Main Reasons for Steering Wheel Shakes

Cars are supposed to drive even and smooth at all times, especially if you’re on a relatively good road. Chances are however, that you’ve experienced steering wheel vibrations at one point or another, and that’s perfectly normal. A lot of components used on road vehicles need replacing, and it’s not uncommon for a certain part to break or fail after a lot of use. The steering wheel is your connection to the car and indirectly, the road, so it’s logical that the first indication of something being broken or out of balance will manifest itself through the steering wheel.

The Top 5 Causes

Below are the top causes for a steering wheel shakes at low speed or high speed:

1. Tires

This one makes the most sense. The steering wheel is used to direct the wheels, so it’s only normal for tire problems to come through the wheel. The most obvious culprits here are out-of-balance tires. With this issue you won’t get any shakes at lower speeds, but they will start becoming more and more noticeable the faster you drive. Check the tires for flat spots as this issue usually results in uneven tire wear. If you’re running larger tires, make sure all four tires are properly inflated. A deflated tire can send shakes through the steering wheel too. Lastly, check the tire wear. If you notice that one side is more worn out, rotate the tires to even out the tire wear.

2. Wheel Areas

If it’s not the tires, your next go-to part should be the wheels. They are the centerpiece of all tires after all. Start by checking the wheel bearings. Although they should, in theory, last you an entire lifetime, that’s only in theory. In real life, they can wear out sometime, or even get damaged. Replacing them should solve the issue.

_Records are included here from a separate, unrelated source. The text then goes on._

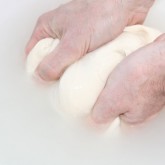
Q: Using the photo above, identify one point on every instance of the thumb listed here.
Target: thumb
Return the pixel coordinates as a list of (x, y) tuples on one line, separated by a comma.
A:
[(106, 108), (67, 52)]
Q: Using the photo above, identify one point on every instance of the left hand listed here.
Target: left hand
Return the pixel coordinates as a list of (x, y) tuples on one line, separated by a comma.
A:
[(135, 90)]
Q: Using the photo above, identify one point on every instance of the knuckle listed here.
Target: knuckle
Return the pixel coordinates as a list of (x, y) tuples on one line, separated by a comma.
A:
[(133, 118)]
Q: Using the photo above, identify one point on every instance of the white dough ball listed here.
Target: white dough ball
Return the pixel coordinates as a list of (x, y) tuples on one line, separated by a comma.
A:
[(82, 82)]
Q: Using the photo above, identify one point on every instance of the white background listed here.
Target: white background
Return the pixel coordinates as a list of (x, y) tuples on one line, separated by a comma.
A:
[(32, 133)]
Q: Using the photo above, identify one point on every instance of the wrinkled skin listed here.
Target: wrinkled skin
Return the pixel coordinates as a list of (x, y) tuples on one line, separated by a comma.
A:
[(135, 89)]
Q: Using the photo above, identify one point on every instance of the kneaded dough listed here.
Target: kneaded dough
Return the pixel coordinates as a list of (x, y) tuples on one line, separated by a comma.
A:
[(79, 87)]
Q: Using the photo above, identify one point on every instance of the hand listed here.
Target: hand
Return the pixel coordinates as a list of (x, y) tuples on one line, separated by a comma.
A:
[(135, 90), (83, 26)]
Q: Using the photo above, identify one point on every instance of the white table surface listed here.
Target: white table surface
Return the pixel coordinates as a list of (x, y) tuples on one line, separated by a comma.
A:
[(32, 133)]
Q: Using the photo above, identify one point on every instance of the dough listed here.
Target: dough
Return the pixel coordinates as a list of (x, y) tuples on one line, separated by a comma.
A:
[(79, 87)]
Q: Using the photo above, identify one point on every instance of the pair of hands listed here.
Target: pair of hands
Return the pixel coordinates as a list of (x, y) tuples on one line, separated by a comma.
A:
[(135, 90)]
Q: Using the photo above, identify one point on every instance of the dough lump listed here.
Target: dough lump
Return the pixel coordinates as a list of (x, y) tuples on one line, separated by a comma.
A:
[(79, 87)]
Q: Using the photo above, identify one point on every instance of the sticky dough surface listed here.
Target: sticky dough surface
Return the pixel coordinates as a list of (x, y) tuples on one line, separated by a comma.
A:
[(80, 85)]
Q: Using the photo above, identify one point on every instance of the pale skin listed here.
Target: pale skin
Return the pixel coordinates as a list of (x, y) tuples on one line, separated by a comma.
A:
[(135, 91)]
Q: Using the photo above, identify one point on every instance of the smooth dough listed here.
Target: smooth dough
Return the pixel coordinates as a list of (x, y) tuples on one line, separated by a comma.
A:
[(79, 87)]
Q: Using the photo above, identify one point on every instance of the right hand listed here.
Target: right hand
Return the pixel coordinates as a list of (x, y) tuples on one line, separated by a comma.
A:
[(83, 26)]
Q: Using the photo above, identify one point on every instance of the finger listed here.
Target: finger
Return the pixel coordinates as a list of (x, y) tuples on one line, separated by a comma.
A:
[(106, 108), (68, 51), (41, 31)]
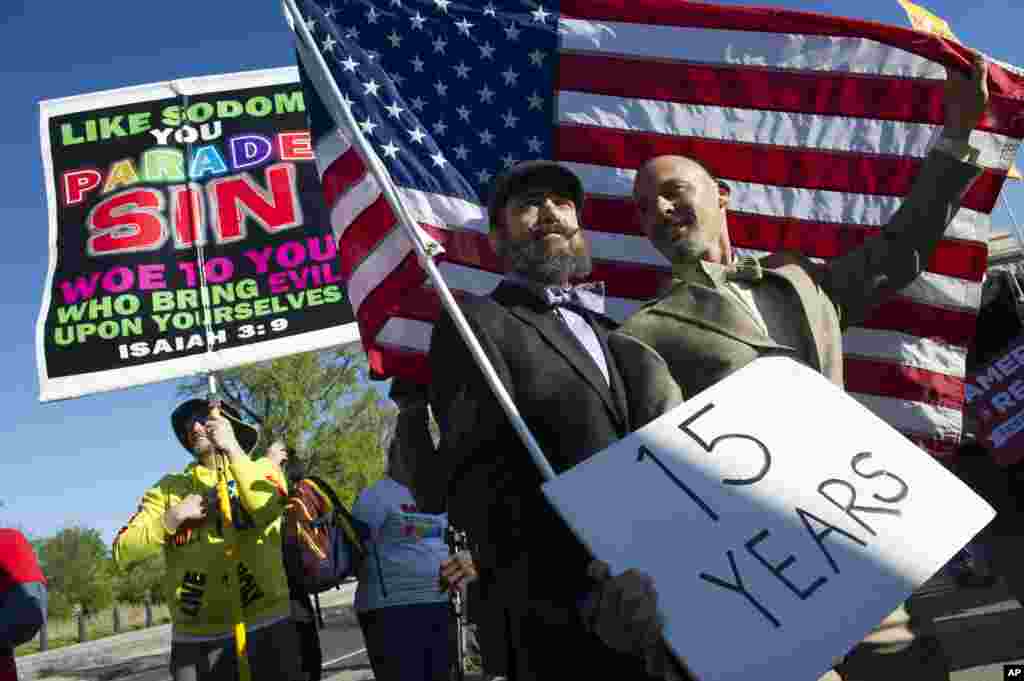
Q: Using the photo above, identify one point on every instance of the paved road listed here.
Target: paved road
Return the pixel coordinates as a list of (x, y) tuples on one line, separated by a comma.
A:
[(980, 628)]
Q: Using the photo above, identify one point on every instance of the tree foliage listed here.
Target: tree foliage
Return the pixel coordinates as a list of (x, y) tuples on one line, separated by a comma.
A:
[(78, 569), (141, 581), (321, 405)]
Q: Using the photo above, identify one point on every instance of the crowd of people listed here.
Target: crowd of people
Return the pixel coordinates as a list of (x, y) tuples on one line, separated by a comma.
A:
[(545, 607)]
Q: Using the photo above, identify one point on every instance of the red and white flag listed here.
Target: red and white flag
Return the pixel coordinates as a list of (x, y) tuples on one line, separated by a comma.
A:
[(818, 124)]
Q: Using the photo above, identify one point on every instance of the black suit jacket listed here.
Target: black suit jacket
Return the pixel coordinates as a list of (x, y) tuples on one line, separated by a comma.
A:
[(488, 481)]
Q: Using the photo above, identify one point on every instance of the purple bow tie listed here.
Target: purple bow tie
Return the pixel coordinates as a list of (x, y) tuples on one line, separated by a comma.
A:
[(588, 296)]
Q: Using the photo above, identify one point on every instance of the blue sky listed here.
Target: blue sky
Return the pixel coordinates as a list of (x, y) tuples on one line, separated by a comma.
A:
[(88, 460)]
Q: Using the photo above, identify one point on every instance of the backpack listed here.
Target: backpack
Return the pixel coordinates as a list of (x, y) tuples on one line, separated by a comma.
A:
[(323, 543)]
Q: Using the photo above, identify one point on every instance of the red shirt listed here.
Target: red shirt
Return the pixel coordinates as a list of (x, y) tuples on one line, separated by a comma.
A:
[(17, 565)]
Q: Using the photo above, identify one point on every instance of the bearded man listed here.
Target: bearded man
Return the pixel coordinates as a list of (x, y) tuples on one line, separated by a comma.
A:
[(580, 387)]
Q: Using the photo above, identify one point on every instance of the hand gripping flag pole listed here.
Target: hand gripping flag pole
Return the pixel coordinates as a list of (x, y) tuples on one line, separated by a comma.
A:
[(231, 552), (230, 546), (331, 95)]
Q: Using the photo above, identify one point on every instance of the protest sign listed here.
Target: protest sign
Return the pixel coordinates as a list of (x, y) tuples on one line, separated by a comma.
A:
[(187, 232), (994, 395), (779, 519)]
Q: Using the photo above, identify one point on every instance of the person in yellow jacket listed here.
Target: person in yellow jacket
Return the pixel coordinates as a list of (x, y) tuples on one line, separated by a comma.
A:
[(180, 516)]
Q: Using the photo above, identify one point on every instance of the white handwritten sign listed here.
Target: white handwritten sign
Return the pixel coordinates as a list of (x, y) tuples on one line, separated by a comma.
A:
[(778, 517)]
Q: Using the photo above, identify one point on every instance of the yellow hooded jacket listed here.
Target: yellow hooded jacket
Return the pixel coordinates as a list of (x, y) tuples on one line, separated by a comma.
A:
[(196, 582)]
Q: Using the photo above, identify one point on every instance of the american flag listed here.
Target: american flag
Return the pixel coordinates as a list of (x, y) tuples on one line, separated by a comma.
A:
[(818, 124)]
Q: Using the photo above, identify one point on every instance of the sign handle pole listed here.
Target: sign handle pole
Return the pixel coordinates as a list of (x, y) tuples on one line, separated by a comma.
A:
[(342, 116), (230, 547)]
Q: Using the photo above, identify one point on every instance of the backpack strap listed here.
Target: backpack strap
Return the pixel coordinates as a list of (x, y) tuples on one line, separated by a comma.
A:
[(347, 522), (320, 614)]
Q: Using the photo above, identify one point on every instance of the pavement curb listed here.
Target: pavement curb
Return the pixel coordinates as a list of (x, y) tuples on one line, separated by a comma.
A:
[(103, 657)]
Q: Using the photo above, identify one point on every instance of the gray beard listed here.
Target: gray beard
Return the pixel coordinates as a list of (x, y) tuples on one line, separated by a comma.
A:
[(682, 251), (529, 260)]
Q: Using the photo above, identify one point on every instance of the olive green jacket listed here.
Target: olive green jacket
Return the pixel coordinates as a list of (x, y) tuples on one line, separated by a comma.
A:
[(704, 333)]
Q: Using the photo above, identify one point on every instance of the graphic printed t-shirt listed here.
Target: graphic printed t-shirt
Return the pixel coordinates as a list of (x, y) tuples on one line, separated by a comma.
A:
[(404, 551)]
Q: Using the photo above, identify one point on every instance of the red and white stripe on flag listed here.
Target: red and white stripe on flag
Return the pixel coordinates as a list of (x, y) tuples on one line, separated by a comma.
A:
[(819, 125)]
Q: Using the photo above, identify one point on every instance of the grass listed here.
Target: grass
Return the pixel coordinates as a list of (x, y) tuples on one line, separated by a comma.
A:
[(65, 632)]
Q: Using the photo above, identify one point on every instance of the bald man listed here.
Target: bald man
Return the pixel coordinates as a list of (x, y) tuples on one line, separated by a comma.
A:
[(720, 313)]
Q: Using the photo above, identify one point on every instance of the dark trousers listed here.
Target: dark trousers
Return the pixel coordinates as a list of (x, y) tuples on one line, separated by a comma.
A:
[(312, 656), (409, 642), (272, 651)]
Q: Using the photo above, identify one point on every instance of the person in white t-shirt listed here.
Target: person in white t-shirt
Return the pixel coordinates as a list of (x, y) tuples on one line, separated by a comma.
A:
[(404, 616)]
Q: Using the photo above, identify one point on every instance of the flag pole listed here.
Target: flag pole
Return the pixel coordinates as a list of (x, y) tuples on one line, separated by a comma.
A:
[(333, 99)]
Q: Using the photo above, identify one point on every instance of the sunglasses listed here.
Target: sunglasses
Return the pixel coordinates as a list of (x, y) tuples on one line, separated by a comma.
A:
[(201, 419)]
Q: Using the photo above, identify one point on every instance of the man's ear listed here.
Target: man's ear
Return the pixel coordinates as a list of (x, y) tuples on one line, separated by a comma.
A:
[(724, 195)]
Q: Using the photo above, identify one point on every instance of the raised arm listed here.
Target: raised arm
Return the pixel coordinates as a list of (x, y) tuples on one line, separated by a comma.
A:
[(861, 279)]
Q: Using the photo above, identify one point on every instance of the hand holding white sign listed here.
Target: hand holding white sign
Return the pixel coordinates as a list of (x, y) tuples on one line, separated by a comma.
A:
[(779, 519)]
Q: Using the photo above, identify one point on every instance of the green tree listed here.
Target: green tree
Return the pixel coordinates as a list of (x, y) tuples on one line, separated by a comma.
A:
[(320, 403), (141, 582), (77, 565)]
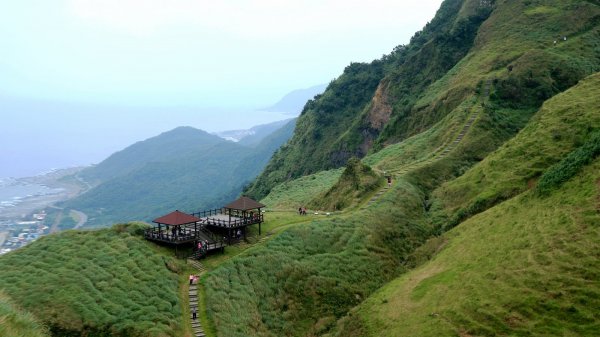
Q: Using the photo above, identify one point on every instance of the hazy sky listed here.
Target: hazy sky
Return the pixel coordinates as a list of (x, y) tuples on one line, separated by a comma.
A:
[(80, 79)]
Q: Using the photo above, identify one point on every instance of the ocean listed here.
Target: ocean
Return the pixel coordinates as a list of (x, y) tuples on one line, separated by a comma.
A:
[(15, 191)]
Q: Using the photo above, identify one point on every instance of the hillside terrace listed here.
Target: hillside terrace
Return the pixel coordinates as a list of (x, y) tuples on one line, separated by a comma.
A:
[(211, 229)]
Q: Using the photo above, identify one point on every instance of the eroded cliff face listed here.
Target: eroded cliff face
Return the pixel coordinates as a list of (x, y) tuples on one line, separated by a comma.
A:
[(377, 116)]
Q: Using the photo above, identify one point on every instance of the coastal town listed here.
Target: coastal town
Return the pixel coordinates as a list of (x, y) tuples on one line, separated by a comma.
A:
[(17, 234)]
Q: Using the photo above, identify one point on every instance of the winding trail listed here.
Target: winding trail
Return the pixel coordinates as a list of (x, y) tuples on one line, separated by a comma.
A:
[(82, 218), (442, 151), (193, 299)]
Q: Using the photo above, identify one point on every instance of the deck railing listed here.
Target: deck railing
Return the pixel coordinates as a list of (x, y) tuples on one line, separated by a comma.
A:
[(209, 213), (235, 222), (181, 235)]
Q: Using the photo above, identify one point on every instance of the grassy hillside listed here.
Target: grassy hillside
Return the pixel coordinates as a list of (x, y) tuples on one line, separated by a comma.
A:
[(347, 119), (523, 267), (304, 279), (97, 283), (311, 275), (444, 68), (357, 182), (168, 146), (563, 123), (18, 323), (527, 267), (300, 192)]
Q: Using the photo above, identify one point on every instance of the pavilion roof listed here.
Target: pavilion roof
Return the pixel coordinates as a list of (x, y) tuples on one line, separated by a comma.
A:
[(177, 218), (244, 204)]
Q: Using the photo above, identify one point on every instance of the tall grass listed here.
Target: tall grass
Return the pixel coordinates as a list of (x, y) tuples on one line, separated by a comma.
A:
[(96, 283), (18, 323), (526, 267)]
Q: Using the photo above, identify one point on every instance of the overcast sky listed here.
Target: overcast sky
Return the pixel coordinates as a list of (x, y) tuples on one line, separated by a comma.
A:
[(81, 79)]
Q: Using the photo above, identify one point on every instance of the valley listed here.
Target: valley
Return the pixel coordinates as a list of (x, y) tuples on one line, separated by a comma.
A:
[(488, 132)]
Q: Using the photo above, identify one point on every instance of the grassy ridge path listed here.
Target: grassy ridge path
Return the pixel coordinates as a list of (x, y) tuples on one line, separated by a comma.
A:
[(193, 300), (443, 150)]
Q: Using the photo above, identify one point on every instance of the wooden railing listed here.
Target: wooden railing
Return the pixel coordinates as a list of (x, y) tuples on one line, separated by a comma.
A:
[(182, 235), (210, 212), (235, 222)]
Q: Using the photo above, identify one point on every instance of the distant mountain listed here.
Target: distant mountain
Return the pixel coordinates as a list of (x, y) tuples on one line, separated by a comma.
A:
[(164, 147), (185, 168), (254, 135), (294, 101)]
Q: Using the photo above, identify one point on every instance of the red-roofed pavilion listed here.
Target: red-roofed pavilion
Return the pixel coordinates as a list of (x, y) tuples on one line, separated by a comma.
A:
[(208, 230)]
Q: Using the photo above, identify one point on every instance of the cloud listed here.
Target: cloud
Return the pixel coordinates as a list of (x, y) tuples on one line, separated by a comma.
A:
[(249, 18)]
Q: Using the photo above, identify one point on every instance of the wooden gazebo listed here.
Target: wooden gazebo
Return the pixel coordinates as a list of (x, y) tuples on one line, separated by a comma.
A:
[(178, 228), (234, 217)]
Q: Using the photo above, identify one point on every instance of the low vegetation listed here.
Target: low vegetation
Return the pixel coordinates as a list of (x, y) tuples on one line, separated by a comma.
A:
[(527, 267), (357, 182), (18, 323), (97, 283)]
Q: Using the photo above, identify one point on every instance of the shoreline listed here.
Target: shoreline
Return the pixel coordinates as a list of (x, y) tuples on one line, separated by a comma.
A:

Problems with tie rod ends or ball joints are easy to diagnose. If the steering wheel shakes only when cornering and never while driving straight, it’s the tie rod ends. The ball joints produce opposite results when faulty. They will only produce shaking while driving straight, never while cornering.

3. Axle

If your car has been involved in an accident recently and you just started noticing vibrations, start looking at axle issues as it’s very likely that it got bent or damaged. The shakes will increase as the speed rises, but they will be present even at lower speeds. A broken driveshaft may result in random jerkiness of the steering wheel. The steering wheel will jerk left or right on its own. This is an immediate red flag. Take the car to a mechanic (avoid driving it there) and get it fixed immediately.

4. Engine

Although this one may not make sense at first, stopping to think about it gives great insight. Engine problems manifested through shaking can be felt throughout the entire car, but it’s usually the steering wheel which will give you a heads-up before that happens. Problems with air induction, fuel delivery or spark-related issues can disrupt the car from running smoothly, resulting in a distinct vibration from the engine compartment. This symptom is not that common, but it can happen, so be wary.

5. Brakes

When it comes to safety, the main priority are the brakes. A broken engine may not allow you to drive the car, but faulty brakes will fail to stop the car, which is way more dangerous.

Steering Wheel Shakes When Braking

Below are some causes of steering wheel shakes on brake systems, this problem will occur especially when you apply brakes

Rotor Discs

– Violent shaking through the steering wheel when braking indicates that the rotors are probably warped or worn out. If skimming the rotor doesn’t work, replace them altogether.

If you apply pressure to the brake pedal and notice that your steering wheel starts to shake, this could be a sign that your brake rotors are going bad. Of course, there are many reasons why a steering wheel could be shaking, especially if it only happens while driving at a particular speed. But if it just happens while putting pressure on the brake pedal, then it is more than likely due to a problem with the brake rotors.

Every time you press down on the brake pedal with your foot, the vehicle slows down because the brake pads clamp together and go into the rotors as they’re spinning. But if the rotors are worn out or not installed correctly, then it will cause the calipers of the braking system to vibrate. Once that happens, the vibration travels through the components that are connected to the calipers and then into the steering wheel. The final result is a vibrating steering wheel each time you step on the brake pedal.

Brake pads

– As we knows the front brake systems are connected to knuckle arm, and knuckle arm connected together with steering rack end and continue to the steering coulumn then steering wheel. So if the rotor disc still in good condition, the possible cause of steering wheel shakes when braking is comes from brake pads.


– The brake caliper it self can also be responsible for some vibrations too, but it’s usually only present in older cars. In this scenario, the steering wheel will only start vibrating at 50 mph or so, followed by a burning smell. It’s best to stop the car and avoid driving it at this point until you get the issue fixed.